Chairman and co-founder Marvin Klein points out that cleanliness affects areas as varied as student performance in schools and productivity in offices. "It all depends on janitors, who have been ignored and abused by society, with no concern for their health or working conditions," says Klein. "The word janitor comes from the Roman god Janus, who was the keeper of the keys. Historically, cleaners were honored. They were trusted. We want to go back to that." On the practical side, says Klein, "if you work in a building where you know who the janitor is, you are going to create less dirt."

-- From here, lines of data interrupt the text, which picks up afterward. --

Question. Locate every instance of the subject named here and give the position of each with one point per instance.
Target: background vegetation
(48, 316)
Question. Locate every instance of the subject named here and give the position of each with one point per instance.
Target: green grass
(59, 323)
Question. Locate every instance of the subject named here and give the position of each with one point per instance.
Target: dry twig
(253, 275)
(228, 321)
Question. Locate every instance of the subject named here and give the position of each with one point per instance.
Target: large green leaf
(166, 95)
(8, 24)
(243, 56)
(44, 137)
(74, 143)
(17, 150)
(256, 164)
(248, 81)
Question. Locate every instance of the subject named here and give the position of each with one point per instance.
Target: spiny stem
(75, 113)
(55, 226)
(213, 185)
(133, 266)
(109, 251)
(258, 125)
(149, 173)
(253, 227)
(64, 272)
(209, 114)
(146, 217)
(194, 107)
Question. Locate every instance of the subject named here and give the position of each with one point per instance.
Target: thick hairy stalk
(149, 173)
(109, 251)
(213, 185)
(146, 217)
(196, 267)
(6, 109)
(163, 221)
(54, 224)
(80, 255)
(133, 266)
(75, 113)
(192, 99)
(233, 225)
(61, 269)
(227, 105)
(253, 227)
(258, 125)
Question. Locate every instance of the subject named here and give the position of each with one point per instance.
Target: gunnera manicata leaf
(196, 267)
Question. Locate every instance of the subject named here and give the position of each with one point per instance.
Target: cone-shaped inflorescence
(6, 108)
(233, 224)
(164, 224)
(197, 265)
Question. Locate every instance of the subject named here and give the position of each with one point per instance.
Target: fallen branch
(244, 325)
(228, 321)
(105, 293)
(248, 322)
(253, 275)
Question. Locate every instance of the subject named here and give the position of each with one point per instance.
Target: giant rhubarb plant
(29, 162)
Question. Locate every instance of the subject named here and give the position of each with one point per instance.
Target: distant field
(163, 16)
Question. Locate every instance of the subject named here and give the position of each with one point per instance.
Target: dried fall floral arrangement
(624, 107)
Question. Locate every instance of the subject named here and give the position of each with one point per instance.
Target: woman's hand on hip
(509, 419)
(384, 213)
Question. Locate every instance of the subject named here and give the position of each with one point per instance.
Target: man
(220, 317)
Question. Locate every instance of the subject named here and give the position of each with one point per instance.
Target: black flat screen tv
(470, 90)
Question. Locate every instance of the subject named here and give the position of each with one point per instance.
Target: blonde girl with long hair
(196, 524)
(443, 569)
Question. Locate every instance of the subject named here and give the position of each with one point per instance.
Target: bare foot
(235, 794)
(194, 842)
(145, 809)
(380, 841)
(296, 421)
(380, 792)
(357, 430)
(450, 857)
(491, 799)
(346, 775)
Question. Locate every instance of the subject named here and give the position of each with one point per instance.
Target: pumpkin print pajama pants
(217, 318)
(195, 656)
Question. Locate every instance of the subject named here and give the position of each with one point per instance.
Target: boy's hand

Years ago, PortionPac commissioned two Diego Rivera-esque paintings of janitors in the acts of mopping, polishing, spraying. Customers of its recognition programs receive prints of those works; the originals hang in Klein's office. "Janitors are part of the hidden work force," says Klein, indicating the painting behind his desk. "If you treat them well, give them respect, they are more productive, and the whole economy benefits." PortionPac benefits as well: The company's revenue was up 8 percent in 2009, and is approaching $20 million.

Promoting the nobility of janitors is just one of PortionPac's causes. The other is sustainability. Its products come premeasured, which prevents waste. Because they are concentrates, less energy is expended for packaging and shipping. Janitors reuse the same spray bottles and mixing containers over and over.

Unlike the industry's recent converts, PortionPac traces its green roots to the era of Rachel Carson's Silent Spring rather than Al Gore's An Inconvenient Truth. The business was founded in 1964 by Klein, an executive at a company that made floor-cleaning machines, and Syd Weisberg, one of Klein's vendors. Weisberg was an inventor and ardent environmentalist; a startlingly contemporary brochure he wrote in 1972 describes threats posed by nine types of pollution, including the greenhouse effect. He created detergent concentrates to curtail the waste generated by shipping a product that is 90 percent water.

Warren Weisberg, Syd's son, is also adept at making things. Warren, who became Marvin Klein's partner when Syd died in 1975, designed and built all the manufacturing equipment in the factory. (Klein's son Burt succeeded his father as president a few years ago.) More recently, Weisberg built a machine that automates the filling and sealing of the portion-controlled envelopes. But he scrapped it after deciding he trusts humans more than machines to perform quality control. Also, machines don't need jobs.